Lo ineficaz, lo ilegal, lo estructural
En temas de política, sea social, económica o tecnológica, tal vez uno de los errores más habituales del análisis es que no queda claro si se discuten cuestiones de eficacia, de legalidad o estructurales. No es mi vocación jugar con las palabras ni refugiarme en definiciones más o menos abstractas. Esta vez, incursiono en esto porque lo considero central. Paso a explicarme a partir de algunos ejemplos concretos.

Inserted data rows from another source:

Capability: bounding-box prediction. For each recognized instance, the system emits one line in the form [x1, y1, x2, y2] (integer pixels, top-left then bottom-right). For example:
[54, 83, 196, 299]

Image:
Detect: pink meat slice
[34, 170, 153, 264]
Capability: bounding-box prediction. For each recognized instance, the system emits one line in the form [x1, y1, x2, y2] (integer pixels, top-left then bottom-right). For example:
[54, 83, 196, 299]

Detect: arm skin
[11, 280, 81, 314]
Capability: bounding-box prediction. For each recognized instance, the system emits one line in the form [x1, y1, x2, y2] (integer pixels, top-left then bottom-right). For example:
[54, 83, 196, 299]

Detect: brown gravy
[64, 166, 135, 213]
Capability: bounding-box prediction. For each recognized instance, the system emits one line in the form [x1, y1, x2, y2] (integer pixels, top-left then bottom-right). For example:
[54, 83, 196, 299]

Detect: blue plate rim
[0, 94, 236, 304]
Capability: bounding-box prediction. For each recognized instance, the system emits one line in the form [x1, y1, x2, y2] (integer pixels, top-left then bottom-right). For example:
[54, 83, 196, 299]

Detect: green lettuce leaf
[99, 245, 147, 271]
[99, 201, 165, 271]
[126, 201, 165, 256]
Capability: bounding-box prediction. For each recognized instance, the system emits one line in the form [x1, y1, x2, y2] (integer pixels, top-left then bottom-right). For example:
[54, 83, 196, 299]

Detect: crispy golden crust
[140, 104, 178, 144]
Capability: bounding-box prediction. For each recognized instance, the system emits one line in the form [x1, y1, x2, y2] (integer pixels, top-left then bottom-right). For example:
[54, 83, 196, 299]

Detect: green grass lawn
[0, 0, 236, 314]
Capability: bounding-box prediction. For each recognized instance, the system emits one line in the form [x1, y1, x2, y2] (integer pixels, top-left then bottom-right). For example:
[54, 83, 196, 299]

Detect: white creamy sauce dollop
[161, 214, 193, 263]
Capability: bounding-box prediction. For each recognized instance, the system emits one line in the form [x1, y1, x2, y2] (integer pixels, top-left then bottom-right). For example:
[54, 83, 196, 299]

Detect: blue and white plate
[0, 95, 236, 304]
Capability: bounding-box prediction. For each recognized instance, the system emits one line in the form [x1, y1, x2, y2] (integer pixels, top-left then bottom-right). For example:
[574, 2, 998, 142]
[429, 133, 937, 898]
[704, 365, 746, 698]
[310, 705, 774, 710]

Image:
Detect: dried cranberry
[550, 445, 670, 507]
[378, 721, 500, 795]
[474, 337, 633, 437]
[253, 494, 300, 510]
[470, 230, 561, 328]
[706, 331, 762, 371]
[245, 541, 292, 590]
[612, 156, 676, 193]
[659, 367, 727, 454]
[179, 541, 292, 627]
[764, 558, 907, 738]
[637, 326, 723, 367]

Cuando los economistas progre cuestionan la receta del FMI para sacar una economía nacional de una crisis, tienen dos caminos por delante. El primero, criticar la receta desde su eficacia, demostrando que variantes keynesianas como la elegida por la Argentina darían mejores resultados, consiguiendo que la economía vuelva a crecer en menor tiempo. El segundo, enfatizar el hecho estructural que esas crisis tienen su origen en escenarios especulativos creados por un sistema financiero hegemónico. Ese énfasis llevaría a advertir que la solución propuesta por el FMI beneficia a los causantes del problema, es decir, agudiza y perpetúa el problema. Demostrado eso podrían agregar lo anterior, esto es: que aún dentro de su propia lógica no recupera el nivel de actividad de manera sustentable.
Son dos miradas sobre un mismo hecho, que llevan a conclusiones diferentes y que tienen un implícito ideológico que no debe ser desatendido: quien se concentra en la eficacia de la medida, no cuestiona el escenario estructural; no postula que deban cambiar relaciones de poder; cree que el sistema está bien, solo tiene problemas de gestión.